Durante su participación en el programa Revista 110, el viceministro explicó que esta nueva línea de trabajo responde al mandato legal surgido de la Ley 10-21, que reorganizó los viceministerios para alinearlos con la Estrategia Nacional de Desarrollo. “Por primera vez en más de 50 años, el MICM asume con mandato de ley la responsabilidad de fomentar el sector agroindustrial en sostenibilidad, comercialización y buenas prácticas”, destacó.

Entre los principales logros se encuentra la reciente admisión del Hub de Innovación Agroindustrial del MICM en la red mundial WITRO, auspiciada por la ONU y con sede en Múnich, Alemania. Esto posiciona a la República Dominicana como un actor emergente en investigación y desarrollo agroindustrial, abriendo paso a prácticas como agricultura de precisión, inteligencia artificial y tecnificación del riego.

Además, el Ministerio ha lanzado el programa Aula Agroindustrial MIC, con 3,000 becas gratuitas destinadas a capacitar jóvenes y profesionales en innovación agrícola y gobernanza institucional. “Ya hemos otorgado más de 700 becas, la mayoría a jóvenes, con el objetivo de motivarlos a volver al campo y profesionalizar el sector”, dijo González.

Otro pilar de la estrategia es la sostenibilidad ambiental. En alianza con la FAO y otras entidades, el viceministerio trabaja en un plan piloto en el Valle de Constanza para sustituir el riego con motobombas diésel por sistemas fotovoltaicos, abarcando más de 8,500 tareas agrícolas.

También se destacan esfuerzos en certificaciones de trazabilidad e inocuidad para facilitar el acceso a mercados internacionales. Uno de los hitos en este aspecto será la obtención de la primera denominación de origen para un aguacate en América Latina y el Caribe, específicamente el “oro verde” de Cambita.
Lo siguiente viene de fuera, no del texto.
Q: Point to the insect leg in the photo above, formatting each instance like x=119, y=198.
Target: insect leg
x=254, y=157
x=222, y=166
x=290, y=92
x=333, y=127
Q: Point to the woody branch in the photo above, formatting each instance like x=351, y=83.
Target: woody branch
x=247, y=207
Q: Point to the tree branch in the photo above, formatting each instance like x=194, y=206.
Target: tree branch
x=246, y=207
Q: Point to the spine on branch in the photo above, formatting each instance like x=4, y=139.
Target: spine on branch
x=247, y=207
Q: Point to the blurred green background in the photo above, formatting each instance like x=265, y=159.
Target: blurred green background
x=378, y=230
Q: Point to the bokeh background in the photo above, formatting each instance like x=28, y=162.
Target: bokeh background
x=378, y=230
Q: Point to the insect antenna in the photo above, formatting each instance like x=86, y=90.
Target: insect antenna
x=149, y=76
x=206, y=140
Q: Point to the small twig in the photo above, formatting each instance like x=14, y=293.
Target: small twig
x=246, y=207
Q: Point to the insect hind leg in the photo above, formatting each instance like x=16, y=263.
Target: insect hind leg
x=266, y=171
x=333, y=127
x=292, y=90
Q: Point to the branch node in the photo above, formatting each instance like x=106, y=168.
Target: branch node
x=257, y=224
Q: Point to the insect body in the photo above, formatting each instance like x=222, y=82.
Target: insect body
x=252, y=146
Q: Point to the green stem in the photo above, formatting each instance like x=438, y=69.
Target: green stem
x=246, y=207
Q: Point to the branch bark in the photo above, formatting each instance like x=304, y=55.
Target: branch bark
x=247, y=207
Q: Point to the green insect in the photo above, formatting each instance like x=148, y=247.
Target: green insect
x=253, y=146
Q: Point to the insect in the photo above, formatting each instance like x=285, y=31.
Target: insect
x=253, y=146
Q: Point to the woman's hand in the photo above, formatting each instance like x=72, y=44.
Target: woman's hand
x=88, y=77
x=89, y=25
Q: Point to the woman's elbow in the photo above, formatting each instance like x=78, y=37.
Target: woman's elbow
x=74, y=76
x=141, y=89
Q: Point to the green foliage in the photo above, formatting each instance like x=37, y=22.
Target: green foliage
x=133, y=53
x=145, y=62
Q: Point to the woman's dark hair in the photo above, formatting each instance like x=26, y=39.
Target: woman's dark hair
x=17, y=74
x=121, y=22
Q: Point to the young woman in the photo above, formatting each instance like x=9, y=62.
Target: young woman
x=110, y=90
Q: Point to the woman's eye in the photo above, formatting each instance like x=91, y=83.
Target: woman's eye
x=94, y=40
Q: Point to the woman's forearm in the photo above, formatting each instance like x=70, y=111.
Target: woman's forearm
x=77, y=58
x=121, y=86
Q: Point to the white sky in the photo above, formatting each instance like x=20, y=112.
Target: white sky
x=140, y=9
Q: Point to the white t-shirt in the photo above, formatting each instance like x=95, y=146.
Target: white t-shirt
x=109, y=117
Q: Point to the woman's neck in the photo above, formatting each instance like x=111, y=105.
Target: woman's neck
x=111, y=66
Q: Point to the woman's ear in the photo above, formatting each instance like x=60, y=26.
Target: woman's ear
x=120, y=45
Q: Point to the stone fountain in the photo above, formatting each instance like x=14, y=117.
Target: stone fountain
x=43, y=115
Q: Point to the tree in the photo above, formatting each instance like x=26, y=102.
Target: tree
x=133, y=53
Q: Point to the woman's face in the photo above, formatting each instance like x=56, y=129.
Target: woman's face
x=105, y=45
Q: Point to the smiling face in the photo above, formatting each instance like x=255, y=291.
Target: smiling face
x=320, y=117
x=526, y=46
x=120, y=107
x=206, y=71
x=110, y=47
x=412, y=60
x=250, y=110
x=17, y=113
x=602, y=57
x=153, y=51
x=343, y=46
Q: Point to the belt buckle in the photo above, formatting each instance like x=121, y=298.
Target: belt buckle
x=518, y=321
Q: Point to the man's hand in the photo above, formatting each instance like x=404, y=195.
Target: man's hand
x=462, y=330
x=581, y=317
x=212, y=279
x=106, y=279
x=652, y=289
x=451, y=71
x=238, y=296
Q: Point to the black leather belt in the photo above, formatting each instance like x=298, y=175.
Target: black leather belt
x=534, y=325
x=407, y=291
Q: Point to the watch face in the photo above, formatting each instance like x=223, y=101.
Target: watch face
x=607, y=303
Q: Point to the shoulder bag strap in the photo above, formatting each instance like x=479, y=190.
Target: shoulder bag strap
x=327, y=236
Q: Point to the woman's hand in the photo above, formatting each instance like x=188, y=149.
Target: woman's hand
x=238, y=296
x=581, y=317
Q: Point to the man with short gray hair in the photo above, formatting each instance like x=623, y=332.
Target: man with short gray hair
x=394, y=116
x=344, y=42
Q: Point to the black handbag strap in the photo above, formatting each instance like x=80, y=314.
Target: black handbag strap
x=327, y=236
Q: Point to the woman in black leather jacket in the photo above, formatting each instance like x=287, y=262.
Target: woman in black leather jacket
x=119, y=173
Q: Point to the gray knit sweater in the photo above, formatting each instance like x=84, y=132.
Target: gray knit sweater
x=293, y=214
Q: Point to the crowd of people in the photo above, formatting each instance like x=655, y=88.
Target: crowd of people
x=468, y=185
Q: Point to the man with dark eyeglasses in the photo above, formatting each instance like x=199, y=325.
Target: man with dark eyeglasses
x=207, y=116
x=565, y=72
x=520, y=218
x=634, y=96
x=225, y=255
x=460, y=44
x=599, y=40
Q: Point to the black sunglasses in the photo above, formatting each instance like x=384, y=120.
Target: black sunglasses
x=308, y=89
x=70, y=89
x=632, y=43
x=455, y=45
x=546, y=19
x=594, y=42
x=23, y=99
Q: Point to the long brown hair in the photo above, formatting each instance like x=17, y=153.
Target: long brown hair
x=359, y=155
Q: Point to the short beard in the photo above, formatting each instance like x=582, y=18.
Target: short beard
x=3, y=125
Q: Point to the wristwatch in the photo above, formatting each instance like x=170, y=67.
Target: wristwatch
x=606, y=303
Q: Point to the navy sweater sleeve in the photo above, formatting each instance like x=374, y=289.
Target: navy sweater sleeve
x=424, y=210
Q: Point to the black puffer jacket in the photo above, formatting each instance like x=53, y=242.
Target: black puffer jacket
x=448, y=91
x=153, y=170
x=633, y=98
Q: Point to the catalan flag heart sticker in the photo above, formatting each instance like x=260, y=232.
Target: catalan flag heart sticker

Esta certificación abriría nuevas oportunidades comerciales y aumentaría los ingresos de más de 2,000 pequeños productores asociados.

“El comercio exterior del siglo XXI no solo se basa en volumen, sino en historia, origen y prácticas sostenibles. Por eso trabajamos en certificaciones que garanticen calidad, comercio justo y respeto al medioambiente”, subrayó el viceministro.

El Ministerio también colabora con Promipyme y el Banco Agrícola para financiar proyectos agroindustriales, incluyendo una línea de crédito de 300 millones de pesos, fortaleciendo el ecosistema de emprendimiento rural.